In our clinical practice at our center, neuromuscular blocking agents are mostly given to provide a still surgical field to the surgeon and avoid uprolling of the eyeball. However, data are scarce regarding the optimal dose of neuromuscular blocking agents for providing optimal surgical condition during the cataract procedure in children. The dilemma of lesser doses may not serve its purpose, and too much of neuromuscular blocking agents agent can delay the recovery of the patient. We conducted this study to evaluate the need and to find the optimal dose of neuromuscular blockade for achieving optimal surgical condition with a secondary objective of its effect on supraglottic device placement. In our study, we found a positive correlation between the atracurium dose and surgeon satisfaction for surgical condition. The surgical conditions improved with the increasing dose of the atracurium. We observed from our study that the number of attempts to insert supraglottic devices was comparable in all the four groups. The LMA insertion score improved with the increasing dose of the atracurium (P - 0.001).
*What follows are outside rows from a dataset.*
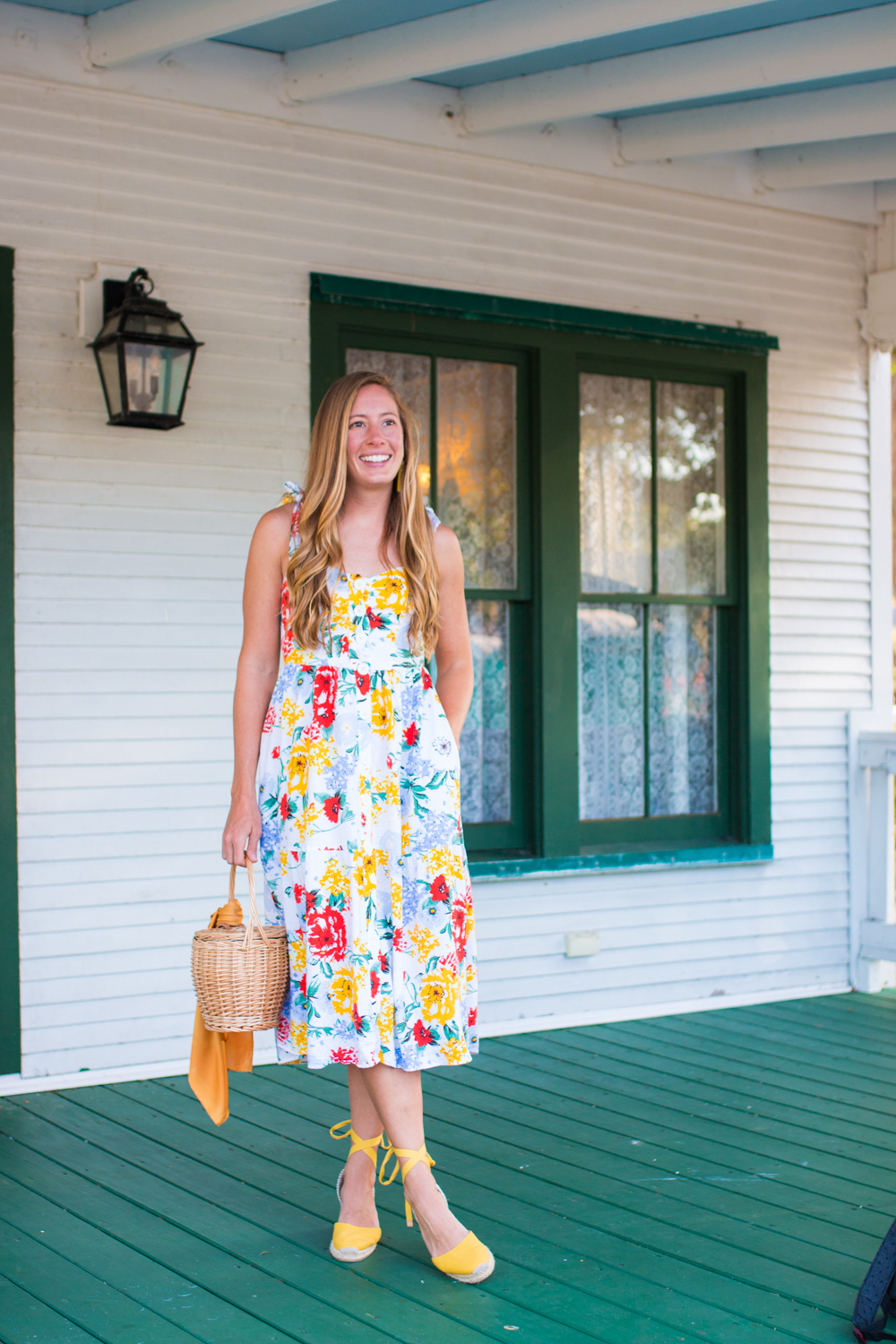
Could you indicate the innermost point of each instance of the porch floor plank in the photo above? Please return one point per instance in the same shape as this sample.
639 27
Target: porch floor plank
718 1176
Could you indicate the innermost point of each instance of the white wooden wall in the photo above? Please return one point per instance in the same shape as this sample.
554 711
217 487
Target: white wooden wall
132 543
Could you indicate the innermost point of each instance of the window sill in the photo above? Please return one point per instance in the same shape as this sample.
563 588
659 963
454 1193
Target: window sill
495 870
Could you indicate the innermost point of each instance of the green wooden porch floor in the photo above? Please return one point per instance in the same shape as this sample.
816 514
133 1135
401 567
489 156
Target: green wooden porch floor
721 1176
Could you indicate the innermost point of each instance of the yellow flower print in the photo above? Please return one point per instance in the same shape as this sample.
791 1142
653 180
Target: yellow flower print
290 714
297 771
340 609
386 1021
438 995
320 752
390 590
366 865
336 882
341 992
306 819
424 941
382 711
444 859
454 1053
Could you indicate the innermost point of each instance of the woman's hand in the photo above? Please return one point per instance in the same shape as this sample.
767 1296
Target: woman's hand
242 832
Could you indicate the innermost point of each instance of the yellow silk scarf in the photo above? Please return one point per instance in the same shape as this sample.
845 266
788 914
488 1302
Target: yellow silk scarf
217 1051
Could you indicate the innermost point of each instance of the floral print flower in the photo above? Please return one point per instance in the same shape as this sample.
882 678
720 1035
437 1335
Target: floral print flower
438 995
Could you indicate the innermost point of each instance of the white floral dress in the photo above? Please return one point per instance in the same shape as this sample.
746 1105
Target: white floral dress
362 841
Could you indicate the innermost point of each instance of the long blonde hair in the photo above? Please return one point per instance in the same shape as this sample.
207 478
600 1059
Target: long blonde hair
406 521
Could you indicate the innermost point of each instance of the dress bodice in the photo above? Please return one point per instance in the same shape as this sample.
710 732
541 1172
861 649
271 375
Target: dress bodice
371 617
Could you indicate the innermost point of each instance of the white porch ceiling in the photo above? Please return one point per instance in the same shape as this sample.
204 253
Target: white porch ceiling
809 86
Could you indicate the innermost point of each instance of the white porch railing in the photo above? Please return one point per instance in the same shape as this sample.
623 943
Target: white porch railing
872 859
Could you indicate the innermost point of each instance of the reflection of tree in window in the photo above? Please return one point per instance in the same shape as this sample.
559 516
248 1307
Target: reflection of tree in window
477 467
691 502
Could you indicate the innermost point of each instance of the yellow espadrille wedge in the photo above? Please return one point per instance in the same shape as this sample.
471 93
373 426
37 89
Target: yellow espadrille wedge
349 1242
470 1261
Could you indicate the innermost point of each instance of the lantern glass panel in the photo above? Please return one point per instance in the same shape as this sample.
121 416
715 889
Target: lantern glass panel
155 324
112 383
156 376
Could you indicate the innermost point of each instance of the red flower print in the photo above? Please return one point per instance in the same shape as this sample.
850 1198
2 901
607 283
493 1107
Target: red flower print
344 1056
422 1035
327 933
325 682
458 927
440 889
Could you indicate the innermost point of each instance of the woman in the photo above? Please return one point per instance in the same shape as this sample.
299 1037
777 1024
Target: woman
359 808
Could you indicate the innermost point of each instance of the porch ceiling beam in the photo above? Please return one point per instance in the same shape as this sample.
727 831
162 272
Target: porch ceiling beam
864 159
489 31
785 120
148 27
814 48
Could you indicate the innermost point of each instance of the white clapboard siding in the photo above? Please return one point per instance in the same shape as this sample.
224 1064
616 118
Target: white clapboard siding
131 546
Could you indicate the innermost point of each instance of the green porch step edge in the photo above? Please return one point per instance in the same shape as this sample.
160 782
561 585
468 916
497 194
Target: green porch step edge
699 855
524 312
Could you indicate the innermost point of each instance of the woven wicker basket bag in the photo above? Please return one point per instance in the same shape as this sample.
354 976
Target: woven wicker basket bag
241 975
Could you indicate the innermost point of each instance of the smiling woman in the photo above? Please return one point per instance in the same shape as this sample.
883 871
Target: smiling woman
359 811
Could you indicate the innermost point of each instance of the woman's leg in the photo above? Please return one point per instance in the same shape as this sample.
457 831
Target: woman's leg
397 1096
359 1202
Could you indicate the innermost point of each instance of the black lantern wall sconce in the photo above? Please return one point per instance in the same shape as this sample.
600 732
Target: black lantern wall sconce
145 355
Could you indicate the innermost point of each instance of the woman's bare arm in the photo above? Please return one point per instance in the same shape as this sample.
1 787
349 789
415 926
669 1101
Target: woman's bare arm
255 677
452 653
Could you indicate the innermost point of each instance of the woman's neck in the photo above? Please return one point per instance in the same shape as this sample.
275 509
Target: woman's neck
360 530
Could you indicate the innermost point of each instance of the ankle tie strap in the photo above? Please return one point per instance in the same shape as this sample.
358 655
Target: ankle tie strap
359 1145
413 1156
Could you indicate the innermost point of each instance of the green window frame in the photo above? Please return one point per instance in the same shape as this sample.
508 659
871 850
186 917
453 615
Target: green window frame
551 344
10 991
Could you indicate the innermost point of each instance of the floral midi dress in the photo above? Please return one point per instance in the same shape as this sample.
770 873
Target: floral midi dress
362 841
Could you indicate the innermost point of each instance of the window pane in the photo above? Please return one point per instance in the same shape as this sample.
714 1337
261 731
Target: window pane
411 376
614 484
610 711
683 710
477 467
691 488
485 741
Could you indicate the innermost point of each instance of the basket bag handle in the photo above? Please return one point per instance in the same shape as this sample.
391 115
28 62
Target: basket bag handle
253 909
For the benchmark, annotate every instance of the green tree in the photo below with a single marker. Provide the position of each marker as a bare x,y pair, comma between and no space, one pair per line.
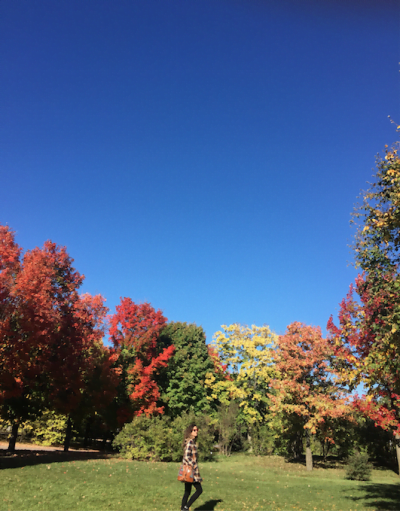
367,341
182,381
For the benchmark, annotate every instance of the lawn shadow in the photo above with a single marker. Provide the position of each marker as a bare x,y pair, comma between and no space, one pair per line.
28,457
381,496
210,505
319,461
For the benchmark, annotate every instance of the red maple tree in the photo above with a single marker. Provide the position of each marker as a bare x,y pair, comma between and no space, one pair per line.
366,345
134,332
46,330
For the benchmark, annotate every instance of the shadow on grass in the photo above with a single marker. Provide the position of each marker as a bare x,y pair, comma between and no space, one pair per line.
27,457
210,505
319,461
382,497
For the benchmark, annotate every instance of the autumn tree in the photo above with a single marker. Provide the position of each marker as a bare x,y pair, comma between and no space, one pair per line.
247,353
134,333
367,340
46,329
182,381
366,346
307,385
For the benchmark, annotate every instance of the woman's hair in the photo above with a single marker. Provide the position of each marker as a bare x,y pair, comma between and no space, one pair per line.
187,434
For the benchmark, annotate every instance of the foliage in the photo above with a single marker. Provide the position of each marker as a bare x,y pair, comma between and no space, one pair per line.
134,332
377,239
48,429
248,354
227,426
46,330
181,382
358,467
262,440
159,438
307,385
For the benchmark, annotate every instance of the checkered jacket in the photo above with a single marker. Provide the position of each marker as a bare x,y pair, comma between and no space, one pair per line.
190,458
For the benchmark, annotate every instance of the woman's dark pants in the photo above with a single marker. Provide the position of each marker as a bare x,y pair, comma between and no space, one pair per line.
196,494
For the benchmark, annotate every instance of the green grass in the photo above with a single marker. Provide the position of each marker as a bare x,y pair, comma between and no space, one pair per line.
234,484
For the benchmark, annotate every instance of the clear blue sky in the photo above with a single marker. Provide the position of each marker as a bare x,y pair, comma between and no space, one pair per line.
201,155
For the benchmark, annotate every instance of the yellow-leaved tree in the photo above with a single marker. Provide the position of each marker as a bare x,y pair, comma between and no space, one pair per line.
248,354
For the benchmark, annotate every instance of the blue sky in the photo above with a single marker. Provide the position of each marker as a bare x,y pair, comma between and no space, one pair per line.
201,155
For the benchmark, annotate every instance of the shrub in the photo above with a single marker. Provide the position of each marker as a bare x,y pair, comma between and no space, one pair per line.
160,439
262,440
358,467
48,429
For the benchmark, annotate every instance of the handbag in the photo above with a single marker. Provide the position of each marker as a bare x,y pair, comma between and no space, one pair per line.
185,474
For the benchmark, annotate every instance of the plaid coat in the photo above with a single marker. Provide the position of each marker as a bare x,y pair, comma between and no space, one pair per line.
190,458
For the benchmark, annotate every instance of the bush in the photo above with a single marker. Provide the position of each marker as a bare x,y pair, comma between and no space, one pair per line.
48,429
160,438
262,440
358,467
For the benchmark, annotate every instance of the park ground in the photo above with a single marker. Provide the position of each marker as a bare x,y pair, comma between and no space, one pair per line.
47,479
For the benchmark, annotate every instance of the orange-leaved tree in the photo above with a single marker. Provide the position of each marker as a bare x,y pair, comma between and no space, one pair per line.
46,330
307,385
134,332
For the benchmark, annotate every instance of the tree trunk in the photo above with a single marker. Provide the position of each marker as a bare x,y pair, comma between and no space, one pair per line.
397,441
13,437
87,433
68,433
250,442
308,451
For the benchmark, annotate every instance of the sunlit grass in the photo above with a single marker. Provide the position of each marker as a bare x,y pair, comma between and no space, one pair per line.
237,483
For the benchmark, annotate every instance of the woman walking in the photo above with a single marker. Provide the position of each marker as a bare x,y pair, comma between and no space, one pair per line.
190,458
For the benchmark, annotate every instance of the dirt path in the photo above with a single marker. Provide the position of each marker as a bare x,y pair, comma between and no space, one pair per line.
31,454
33,447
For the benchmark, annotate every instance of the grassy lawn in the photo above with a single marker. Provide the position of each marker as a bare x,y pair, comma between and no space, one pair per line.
48,482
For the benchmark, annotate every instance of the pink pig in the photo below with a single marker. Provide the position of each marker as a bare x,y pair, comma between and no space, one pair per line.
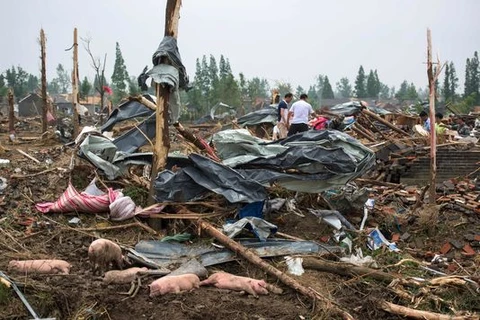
174,284
223,280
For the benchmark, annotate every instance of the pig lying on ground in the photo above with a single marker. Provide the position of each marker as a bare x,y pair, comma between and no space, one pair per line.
223,280
122,276
102,253
41,266
174,284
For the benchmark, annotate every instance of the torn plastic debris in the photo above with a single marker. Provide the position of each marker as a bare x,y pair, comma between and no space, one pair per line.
191,266
92,200
376,240
358,259
128,110
202,176
162,254
261,228
333,218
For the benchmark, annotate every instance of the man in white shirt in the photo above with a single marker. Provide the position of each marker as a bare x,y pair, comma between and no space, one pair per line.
301,111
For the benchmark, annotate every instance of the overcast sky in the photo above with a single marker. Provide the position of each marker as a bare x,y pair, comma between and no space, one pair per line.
281,40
However, on further analysis, we observed that LMA insertion score was statistically significant when compared between Group 0 and Group 100 (P < 0.001); while rest of the comparison between the groups were statistically comparable

We used atracutrium in our study as atracurium is a commonly used nondepolarizing neuromuscular blocking agent whose disposition depends on Hofmann elimination and nonspecific esterase hydrolyses, and is independent of liver and kidney function. [28] In addition, due to organ-independent degradation of atracurium through Hofmann's elimination, clearance is also expected to remain unchanged in such children who may have associated metabolism issues and thus may prolong the recovery time. [28] The synergism between the anesthetic agents like intravenous induction agents, volatile agents and neuromuscular blocking agents exists. [29] So to get the beneficial effect of this synergism, the muscle relaxant may be used in appropriate doses without undue prolongation of the anesthesia. [29]

We conclude that a balanced anesthetic technique including atracurium provided better surgical condition for cataract procedures in children. The surgical condition improved with increasing dose of atracurium from 25% to 100% ED 95 dose.